When Germany took possession in 1898, Qingdao was an impoverished fishing village. Local people resettled in villages further to the east, and the Germans set about building wide streets and lining them with solid German-style homes and government buildings.
They outfitted the concession with electricity, a sewer system and safe drinking water. The concession had the highest school density and the highest per capita student enrollment in all of China, with primary, secondary and vocational schools funded by the Imperial German treasury and by Protestant and Roman Catholic missions. In 1903 a joint venture established the now world-famous Tsingtao Brewery. German influence extended to other areas of Shandong Province, including the establishment of diverse commercial enterprises.
Germany considered Qingdao a strategically important port. As such the Imperial Department of the Navy, rather than the Imperial Colonial Office, administered Qingdao. From Qingdao the navy’s Far East Squadron conducted operations throughout the Pacific and South Pacific until 1914, when an invasion by an alliance of British and Japanese forces started four decades of political turmoil that continued until the establishment of the PRC in 1949. Fortunately, the Tsingdao brewery kept operating and at one point represented over 90% of China’s exports.
Today Qingdao is one of China’s largest ports and a major manufacturing center of both foreign and domestic brands. The city remains Tsingtao Brewery’s international headquarters. Qingdao, along with Xiamen, is arguably one of China’s most livable cities and a favorite summer destination for Chinese tourists. They flock to Qingdao’s beaches to escape the heat, humidity and pollution of China’s interior cities. Qingdao is also popular with foreign tourists, especially Germans.
Qingdao became a concession 56 years after Xiamen, so its concession era homes, commercial buildings and government buildings are considerably newer.
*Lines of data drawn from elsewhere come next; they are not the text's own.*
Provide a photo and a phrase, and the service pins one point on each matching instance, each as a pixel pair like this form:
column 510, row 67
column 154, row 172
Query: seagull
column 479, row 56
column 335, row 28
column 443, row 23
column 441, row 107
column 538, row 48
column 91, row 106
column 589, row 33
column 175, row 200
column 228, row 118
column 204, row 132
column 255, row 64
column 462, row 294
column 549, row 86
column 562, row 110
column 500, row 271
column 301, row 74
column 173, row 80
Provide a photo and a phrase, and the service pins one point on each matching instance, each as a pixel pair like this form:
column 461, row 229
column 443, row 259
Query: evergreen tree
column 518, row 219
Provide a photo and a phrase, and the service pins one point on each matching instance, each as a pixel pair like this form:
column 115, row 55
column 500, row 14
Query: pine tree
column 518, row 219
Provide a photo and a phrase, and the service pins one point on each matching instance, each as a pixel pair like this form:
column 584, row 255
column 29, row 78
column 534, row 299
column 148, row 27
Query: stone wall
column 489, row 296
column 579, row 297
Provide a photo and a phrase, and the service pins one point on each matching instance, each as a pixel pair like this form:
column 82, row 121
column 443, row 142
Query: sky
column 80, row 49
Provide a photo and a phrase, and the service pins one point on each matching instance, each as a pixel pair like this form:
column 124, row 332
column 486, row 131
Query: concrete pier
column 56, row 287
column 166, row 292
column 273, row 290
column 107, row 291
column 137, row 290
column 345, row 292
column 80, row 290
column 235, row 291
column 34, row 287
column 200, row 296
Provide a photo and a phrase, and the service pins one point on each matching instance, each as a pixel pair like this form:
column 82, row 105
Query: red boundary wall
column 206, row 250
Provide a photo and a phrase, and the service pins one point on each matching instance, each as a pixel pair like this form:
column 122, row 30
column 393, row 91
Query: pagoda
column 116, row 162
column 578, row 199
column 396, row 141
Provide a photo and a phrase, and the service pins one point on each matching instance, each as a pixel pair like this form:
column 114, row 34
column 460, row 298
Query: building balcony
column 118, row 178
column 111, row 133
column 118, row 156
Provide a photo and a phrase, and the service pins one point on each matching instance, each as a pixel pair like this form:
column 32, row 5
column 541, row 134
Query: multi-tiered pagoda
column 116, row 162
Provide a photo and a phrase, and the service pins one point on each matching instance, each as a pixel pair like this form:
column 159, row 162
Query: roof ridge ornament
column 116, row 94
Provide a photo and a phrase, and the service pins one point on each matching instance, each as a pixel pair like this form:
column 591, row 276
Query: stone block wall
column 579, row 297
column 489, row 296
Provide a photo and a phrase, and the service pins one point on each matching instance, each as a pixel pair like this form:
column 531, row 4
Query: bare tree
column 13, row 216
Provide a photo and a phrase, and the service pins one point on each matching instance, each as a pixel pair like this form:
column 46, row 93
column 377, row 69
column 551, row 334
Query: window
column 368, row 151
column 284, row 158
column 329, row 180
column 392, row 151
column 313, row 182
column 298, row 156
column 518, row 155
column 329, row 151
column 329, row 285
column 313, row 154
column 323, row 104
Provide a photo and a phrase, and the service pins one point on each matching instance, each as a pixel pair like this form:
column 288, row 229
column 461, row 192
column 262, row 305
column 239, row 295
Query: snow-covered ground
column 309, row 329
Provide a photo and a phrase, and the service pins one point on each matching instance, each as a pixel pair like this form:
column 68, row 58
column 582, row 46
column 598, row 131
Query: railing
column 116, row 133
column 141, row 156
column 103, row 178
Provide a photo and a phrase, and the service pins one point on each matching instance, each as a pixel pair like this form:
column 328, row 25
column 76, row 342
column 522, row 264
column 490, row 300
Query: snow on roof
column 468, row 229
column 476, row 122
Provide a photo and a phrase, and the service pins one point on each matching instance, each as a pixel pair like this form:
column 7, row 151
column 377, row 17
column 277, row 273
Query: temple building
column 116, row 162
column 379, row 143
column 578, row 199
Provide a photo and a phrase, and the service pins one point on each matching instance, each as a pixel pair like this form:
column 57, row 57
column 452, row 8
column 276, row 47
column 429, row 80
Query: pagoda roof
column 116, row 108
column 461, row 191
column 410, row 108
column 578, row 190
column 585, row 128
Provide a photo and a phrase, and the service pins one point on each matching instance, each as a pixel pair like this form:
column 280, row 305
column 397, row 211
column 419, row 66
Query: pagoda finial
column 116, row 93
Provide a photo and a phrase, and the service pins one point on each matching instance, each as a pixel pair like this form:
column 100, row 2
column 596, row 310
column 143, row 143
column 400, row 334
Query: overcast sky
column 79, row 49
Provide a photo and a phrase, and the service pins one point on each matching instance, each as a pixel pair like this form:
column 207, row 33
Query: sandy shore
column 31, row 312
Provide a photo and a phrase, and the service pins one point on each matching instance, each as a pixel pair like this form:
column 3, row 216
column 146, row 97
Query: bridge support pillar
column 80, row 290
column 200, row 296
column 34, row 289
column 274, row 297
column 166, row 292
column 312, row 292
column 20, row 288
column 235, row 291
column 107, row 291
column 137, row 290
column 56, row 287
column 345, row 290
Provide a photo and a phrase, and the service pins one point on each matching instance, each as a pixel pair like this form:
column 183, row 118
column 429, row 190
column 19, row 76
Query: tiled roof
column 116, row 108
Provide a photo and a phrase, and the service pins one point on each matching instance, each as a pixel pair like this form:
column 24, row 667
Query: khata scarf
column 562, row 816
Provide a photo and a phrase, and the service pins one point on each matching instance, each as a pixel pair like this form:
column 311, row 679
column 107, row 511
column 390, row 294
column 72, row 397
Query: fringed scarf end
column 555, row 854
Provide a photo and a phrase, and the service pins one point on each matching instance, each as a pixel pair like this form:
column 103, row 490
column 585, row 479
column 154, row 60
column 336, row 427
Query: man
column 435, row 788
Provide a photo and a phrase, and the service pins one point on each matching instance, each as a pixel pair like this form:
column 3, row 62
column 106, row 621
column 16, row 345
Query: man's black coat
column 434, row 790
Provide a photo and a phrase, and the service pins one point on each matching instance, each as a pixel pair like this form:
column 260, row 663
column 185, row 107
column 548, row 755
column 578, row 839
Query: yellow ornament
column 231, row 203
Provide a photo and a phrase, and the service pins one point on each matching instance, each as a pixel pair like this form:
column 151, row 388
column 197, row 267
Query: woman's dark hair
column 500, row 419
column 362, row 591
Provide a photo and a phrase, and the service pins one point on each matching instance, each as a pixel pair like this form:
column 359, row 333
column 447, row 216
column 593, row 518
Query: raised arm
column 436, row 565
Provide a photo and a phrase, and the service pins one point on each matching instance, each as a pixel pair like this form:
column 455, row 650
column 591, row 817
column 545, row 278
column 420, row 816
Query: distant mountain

This fact alone can’t explain the relative condition of colonial era structures in the two cities. When the Meiji-era Japanese displaced the Germans in 1914, they continued to use the German’s homes and buildings and even continued to build structures and improve the city. Historical plaques on many of the post-German occupation, Western-style structures attribute the structures to Chinese architects. Since Qingdao is relatively close to Beijing, officials could use colonial era mansions as seaside retreats.
The German Governor’s Mansion, a replica of a German castle, is the jewel of Qingdao’s colonial architecture. Built in 1903 on a hilltop overlooking the city, its construction is said to have been so extravagant that Kaiser Wilhelm II fired the governor as soon as he got the bill.
Since founding of the People’s Republic of China, the building has functioned as a guest house for high-level government officials. Qingdao Ying Hotel, as the place is now known, is open to the public as a museum. According to the museum’s interpretive information, Chairman Mao and other top Communist Party officials spent lengthy periods of time with their families as guests.
Large half-timbered, stuccoed houses line the narrow tree shaded streets that meander around the hillsides below the Governor’s mansion and give way to German style government and commercial buildings culminating downtown in a monumental Protestant church and a Catholic cathedral.
North of the governor’s mansion, the concession area extends onto a peninsula ringed by gently sloping sandy beaches. The upscale residential area is now called Badaguan, Originally eight long parallel streets intersected by cross streets. Each of the eight (ba) long streets is named after a famous fortified Chinese mountain pass (daguan). Along each of the eight long streets, the Germans planted a different kind of tree. The now-mature trees shade the quiet streets. Behind gated walls, passersby can glimpse the well-kept mansions and villas along Badaguan’s streets. During our mid-October afternoon visit, the houses appeared to be summer vacation retreats whose owners had mostly returned to duties in the city.
But one activity was still in full swing – wedding photos. As in Central Asia, it is popular for Chinese couples to travel around and be photographed in front of famous places. The sessions are organized by agencies who rent the wedding dresses and drive the couple around to the required sites, where they often need to wait in line for their pose in front of an historic building. The whole process can take several days and thousands of dollars, so it is no surprise that the couples’ smiles are sometimes forced.